Additionally, I would like to ask if in the former case (when no passing dtype_backend="pyarrow"), there would be other side effects when passing dtype=False. Would other dtypes be treated differently?

rhshadrach commented 5 months ago

Thanks @albertvillanova - I've reclassified this issue.

chialin6 commented 3 months ago

Interesting that BytesIO works while StringIO doesn't. I'm a first-time contributor, not sure if I'm able to solve the bug, but would like to take a look at this issue.

chialin6 commented 3 months ago

take

chialin6 commented 3 months ago

@rhshadrach thanks for your reply.

Unfortunately, passing dtype=False does not satisfy my use-case, because indeed I was passing dtype_backend="pyarrow" as well (I did not mention it in the description to make things simpler).

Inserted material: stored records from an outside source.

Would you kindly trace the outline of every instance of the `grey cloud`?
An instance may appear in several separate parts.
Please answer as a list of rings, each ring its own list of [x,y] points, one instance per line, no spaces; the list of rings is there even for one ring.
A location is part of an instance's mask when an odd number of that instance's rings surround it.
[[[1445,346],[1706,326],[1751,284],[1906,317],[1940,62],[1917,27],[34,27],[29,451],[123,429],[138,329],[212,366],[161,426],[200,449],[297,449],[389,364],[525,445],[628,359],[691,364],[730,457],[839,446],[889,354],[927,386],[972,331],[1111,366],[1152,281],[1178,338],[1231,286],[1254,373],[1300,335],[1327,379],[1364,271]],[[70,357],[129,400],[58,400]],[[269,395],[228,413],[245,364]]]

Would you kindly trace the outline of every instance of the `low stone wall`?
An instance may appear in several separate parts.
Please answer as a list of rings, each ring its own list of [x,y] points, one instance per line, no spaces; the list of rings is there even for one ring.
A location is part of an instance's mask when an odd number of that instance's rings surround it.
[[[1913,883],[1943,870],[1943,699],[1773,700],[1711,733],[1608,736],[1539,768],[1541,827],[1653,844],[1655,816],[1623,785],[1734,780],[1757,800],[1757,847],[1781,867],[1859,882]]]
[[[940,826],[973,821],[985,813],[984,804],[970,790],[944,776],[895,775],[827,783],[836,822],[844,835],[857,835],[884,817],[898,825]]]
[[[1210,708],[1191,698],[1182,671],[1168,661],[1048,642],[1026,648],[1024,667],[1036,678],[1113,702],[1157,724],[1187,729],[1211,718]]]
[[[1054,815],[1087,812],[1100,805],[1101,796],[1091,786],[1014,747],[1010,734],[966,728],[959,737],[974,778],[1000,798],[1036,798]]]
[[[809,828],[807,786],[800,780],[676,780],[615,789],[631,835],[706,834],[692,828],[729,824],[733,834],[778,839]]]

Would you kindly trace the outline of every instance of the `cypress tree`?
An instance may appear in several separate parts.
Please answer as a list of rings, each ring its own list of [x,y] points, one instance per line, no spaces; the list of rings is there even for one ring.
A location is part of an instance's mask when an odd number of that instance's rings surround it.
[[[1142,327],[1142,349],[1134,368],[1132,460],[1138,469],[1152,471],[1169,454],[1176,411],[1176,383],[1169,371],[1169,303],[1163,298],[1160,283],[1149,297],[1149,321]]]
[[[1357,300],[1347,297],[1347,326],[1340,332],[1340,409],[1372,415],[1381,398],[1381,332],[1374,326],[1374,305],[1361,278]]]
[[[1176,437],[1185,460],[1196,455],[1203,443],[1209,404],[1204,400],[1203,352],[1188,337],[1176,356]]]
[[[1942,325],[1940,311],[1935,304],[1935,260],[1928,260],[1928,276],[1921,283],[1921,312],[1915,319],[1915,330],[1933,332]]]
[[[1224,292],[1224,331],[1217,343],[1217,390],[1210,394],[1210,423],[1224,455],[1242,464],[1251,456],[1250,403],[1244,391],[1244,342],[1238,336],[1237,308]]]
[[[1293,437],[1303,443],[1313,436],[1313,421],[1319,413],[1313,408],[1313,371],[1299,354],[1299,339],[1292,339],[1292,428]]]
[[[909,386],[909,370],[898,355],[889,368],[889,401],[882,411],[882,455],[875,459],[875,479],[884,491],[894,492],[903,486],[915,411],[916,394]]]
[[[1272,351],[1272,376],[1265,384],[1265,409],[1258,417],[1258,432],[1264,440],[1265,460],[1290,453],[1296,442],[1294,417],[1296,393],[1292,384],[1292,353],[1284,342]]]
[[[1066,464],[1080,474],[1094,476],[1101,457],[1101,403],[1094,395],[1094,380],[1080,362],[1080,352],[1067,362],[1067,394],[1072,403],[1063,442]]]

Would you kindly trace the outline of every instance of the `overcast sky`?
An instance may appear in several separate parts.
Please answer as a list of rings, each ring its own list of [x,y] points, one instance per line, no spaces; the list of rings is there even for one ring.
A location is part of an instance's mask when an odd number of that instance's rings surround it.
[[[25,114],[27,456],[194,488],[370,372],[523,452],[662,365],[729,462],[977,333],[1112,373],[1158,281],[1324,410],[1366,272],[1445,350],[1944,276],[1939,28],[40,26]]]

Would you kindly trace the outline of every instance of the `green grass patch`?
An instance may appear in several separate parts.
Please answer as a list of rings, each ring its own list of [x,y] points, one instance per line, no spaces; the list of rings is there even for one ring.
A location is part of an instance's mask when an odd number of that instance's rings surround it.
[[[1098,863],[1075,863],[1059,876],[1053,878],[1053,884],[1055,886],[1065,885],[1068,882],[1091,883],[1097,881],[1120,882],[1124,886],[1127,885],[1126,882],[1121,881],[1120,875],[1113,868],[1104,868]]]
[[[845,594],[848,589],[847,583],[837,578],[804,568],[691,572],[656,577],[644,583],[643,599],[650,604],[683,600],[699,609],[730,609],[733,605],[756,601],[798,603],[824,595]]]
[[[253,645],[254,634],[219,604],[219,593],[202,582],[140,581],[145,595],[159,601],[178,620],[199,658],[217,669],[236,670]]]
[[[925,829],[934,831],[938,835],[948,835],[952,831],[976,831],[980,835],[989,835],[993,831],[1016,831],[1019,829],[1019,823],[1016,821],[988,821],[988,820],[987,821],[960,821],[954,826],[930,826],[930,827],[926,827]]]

Therefore the float-to-int downcasting persists even if passing dtype=False when passing dtype_backend="pyarrow":

d = [{"col1": 1, "col2": 1.0}, {"col1": 2, "col2": 2.0}]

df = pd.read_json(io.StringIO(json.dumps(d)), dtype_backend="pyarrow")
assert df["col1"].dtype == df["col2"].dtype

df = pd.read_json(io.StringIO(json.dumps(d)), dtype_backend="pyarrow", dtype=False)
assert df["col1"].dtype == df["col2"].dtype

Additionally, I would like to ask if in the former case (when no passing dtype_backend="pyarrow"), there would be other side effects when passing dtype=False. Would other dtypes be treated differently?

@albertvillanova @rhshadrach I did more experiments for this issue. It seems like with dtype=False and the default dtype_backend. The types are rendered fine, would this help with the use case?

data = [{"col1": 1, "col2": 1.0, "col3": "1"}, {"col1": 2, "col2": 2.0, "col3": "2"}]
df = pd.read_json(io.StringIO(json.dumps(data)), dtype=False)
assert df["col1"].dtype != df["col2"].dtype
assert df["col2"].dtype != df["col3"].dtype
assert df["col1"].dtype != df["col3"].dtype

# df["col1"].dtype == dtype('int64')
# df["col2"].dtype == dtype('float64')
# df["col3"].dtype == dtype('O')
albertvillanova commented 3 months ago

As commented above, I need passing dtype_backend="pyarrow".